Usually before asking his name . . . which I’d ask only if the sex was good. What is this “date” thing that you guys are referring to?
A pulse and a mouth . . . and I wasn’t always sure of the pulse.
This is how my monogamous relationship began, almost 23 years ago.
They say women know within 5 minutes of meeting a man whether they’ll sleep with him. I think it would be totally unfair to keep them waiting once they’ve made up their minds.
Male, 27, and married, so it ain’t really an issue.
I don’t put a special value on sex. I’m fine fucking right away and I’m fine waiting for a few weeks. If sexual activity besides sex is taking place in the meantime you’ll find that I can wait quite a while: Most men would disagree, but I enjoy blowjobs as much as I enjoy sex.
I’ve had casual sex before. I’ve been in monogamous relationships. I’ve been in one-sided open relationships (open on my side :p). If I’m going to be having sex with a woman regularly I’ll want her to be exclusive. Other than that I don’t really care how serious our relationship is.
I’ve only had sex with people I’ve known for a few months at minimum. Can’t imagine ever doing it with a true stranger. First date with someone I’ve known for a bit before we went on a date? Sure.
Other than that it depends, mostly on the other person and how comfortable I feel. I might (and have had) have reservations for one reason or another, but in general if I want to do it, I just do it! I don’t think sex is sacred and don’t require any form of commitment to have it. I don’t want to put it off to build tension or mystery, that makes me sexually frustrated.
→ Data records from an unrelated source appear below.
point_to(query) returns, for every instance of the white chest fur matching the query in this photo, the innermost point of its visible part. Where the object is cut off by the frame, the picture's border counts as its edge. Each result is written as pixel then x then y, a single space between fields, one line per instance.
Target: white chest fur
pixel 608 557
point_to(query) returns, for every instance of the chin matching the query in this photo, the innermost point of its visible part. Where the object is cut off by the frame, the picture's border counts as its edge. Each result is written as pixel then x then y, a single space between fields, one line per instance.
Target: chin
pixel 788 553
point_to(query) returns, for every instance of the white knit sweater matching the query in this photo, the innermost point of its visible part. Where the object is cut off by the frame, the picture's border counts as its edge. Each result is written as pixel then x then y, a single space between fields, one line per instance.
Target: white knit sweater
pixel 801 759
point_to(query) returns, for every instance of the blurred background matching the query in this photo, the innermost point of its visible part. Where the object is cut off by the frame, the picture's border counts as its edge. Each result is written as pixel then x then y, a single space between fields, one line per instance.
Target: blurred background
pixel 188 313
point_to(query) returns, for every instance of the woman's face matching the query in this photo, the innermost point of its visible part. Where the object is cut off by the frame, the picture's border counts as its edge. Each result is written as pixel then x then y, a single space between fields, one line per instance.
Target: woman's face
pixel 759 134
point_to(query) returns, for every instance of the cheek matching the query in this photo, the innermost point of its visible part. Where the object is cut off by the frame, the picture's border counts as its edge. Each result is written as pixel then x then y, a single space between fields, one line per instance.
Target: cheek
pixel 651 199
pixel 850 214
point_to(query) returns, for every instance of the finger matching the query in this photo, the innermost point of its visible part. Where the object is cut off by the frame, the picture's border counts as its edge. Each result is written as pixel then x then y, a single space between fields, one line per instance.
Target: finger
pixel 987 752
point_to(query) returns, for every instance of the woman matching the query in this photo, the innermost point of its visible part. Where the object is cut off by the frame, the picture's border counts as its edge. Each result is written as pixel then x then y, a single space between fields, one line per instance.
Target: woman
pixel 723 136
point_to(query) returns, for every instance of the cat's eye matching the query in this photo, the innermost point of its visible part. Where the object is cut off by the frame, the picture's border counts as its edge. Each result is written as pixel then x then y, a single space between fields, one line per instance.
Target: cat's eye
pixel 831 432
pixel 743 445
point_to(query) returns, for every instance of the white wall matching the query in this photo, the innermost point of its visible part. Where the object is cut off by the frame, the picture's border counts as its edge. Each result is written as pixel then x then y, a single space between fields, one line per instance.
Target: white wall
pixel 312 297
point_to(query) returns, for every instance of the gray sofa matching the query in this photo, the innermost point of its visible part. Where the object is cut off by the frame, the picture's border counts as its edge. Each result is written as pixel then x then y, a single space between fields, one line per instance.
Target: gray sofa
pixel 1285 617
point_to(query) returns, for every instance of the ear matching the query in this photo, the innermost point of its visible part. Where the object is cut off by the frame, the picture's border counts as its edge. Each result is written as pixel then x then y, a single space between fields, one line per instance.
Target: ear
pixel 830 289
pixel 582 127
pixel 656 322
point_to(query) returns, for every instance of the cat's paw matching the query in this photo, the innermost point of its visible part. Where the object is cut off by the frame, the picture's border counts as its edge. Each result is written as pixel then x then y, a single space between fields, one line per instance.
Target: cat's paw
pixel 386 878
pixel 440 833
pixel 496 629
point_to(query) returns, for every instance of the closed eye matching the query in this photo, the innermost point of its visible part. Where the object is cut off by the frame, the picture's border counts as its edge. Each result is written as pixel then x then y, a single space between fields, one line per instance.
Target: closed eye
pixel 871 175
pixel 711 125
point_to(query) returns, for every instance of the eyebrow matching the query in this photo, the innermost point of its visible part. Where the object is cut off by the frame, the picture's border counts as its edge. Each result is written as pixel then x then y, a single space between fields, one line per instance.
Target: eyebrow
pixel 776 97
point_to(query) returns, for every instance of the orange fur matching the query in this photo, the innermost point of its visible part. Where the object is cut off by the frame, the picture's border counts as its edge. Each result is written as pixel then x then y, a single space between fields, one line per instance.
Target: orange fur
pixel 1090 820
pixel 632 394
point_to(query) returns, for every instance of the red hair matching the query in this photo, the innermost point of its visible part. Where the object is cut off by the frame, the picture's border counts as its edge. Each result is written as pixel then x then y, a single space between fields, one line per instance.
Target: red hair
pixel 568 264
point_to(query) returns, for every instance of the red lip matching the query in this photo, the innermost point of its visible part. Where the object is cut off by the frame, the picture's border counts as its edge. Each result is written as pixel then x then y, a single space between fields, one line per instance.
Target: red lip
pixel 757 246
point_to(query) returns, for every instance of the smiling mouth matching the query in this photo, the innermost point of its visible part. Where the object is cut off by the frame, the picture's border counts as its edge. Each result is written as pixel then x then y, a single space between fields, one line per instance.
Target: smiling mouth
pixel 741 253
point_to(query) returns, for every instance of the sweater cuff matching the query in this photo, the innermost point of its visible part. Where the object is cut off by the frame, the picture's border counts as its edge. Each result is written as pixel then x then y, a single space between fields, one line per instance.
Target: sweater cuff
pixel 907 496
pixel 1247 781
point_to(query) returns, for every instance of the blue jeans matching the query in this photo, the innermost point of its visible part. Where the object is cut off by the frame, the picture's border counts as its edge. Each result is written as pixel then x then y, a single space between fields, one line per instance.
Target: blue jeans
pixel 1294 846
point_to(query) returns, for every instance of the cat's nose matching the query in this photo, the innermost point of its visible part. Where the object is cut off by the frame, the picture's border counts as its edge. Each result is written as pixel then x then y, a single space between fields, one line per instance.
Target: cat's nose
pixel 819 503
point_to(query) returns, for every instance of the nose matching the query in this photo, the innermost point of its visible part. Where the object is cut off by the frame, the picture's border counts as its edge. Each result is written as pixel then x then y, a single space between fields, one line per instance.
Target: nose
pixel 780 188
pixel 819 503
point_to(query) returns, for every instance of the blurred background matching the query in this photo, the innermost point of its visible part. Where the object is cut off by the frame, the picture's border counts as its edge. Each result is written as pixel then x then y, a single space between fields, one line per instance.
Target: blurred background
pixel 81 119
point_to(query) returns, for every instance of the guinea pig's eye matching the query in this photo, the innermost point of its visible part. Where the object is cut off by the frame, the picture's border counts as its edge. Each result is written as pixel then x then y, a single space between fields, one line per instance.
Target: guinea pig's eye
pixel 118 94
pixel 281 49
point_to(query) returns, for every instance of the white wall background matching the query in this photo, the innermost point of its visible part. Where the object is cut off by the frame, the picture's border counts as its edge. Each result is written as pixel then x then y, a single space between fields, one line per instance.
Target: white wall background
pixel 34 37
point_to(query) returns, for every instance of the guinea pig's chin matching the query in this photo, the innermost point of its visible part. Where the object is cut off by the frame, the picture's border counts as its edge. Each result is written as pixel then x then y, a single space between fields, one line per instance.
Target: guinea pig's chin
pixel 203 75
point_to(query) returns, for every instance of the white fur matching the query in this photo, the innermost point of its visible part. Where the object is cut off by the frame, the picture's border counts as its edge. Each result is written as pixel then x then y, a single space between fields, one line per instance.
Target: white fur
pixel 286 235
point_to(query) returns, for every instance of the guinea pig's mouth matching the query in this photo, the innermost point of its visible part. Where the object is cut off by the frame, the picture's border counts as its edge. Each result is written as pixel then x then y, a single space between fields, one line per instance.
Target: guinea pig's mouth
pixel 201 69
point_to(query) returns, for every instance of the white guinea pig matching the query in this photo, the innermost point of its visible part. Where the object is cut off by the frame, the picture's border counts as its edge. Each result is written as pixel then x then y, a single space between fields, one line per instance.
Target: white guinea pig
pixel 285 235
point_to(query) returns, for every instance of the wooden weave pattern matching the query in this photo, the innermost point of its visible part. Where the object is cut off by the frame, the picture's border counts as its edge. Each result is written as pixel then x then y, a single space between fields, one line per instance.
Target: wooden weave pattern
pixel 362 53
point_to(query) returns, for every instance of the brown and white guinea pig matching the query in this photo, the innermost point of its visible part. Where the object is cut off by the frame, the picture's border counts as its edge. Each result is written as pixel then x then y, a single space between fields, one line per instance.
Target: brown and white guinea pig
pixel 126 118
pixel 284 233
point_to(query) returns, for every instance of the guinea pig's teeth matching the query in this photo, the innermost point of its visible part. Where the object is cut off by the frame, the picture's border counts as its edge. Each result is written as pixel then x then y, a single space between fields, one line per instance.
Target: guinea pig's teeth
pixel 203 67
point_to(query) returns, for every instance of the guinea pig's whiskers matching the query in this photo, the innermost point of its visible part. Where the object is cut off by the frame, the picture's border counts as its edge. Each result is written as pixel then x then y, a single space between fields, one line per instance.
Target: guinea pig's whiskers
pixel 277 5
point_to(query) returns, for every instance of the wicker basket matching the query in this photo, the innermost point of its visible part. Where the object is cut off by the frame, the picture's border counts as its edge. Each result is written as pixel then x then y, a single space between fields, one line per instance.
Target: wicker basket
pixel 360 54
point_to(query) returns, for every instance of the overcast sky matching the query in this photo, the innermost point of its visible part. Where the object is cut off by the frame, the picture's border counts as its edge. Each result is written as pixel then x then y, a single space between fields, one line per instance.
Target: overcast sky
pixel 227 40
From a few seconds up to one day, depending on where and how we met.
I always had sex first with any guy I’ve been in a relationship afterwards, in all those case there was no expectation of something more “serious” going on beforehand. We had great sex, then we realized we got along well and started being together.
Dated a guy for 3.5 years, never had intercourse, just Bill Clinton sex, and that took something like 8 months. Dated my current and last SO, had Bill Clinton sex in the first week, intercourse within a month.
I don’t date multiple people at the same time, period. If I know what I want, I want to be with just that person. After the first few dates I know whether or not I want to be exclusive, and it’s always been then that he asks us (formally) to date exclusively/ be his ladyfriend.
23
You know when you want it and what you feel comfortable with. I always get the impression that the women hold all the cards here - I always have.
I can’t really give an answer, as it depends on the situation, and the person who I’d be sleeping with.
Take my ex-fiancee. We had sex within an hour of meeting in real life. Before then, we had only known each other from chatting online for a couple of months.
Then there’s the girl I dated from June 2009 til this past February. We never went farther than making out, though we were both attracted to each other physically. We were both off of bad relationshis, and neither wanted to take things fast.
Then there’s girl #3. I’ve waited 14 years to date her, much less have sex with her, so it’d be entirely up to her when or if we ever hook up on how fast we’d get to the love making.
That decision is not entirely up to me, you know. Am I missing something implicit in this queston?
There are a truly astonishing number of entirely delectable people I noticed quite some time ago and I still am waiting before having sex with them. Years. Decades in some cases.
ETA
oh yeah sorry
Your gender M
How quickly – dont understand question
How committed the relationship has to be – oh I have nothing against casual sex per se. Also, what “commitment” are we referring to? I’m poly and I don’t ever promise “forever”.
female
50
It depends on the relationship. If I’m sure I know the person well enough and like him, then as soon as we both want to. Obviously, past sexual history should be discussed first.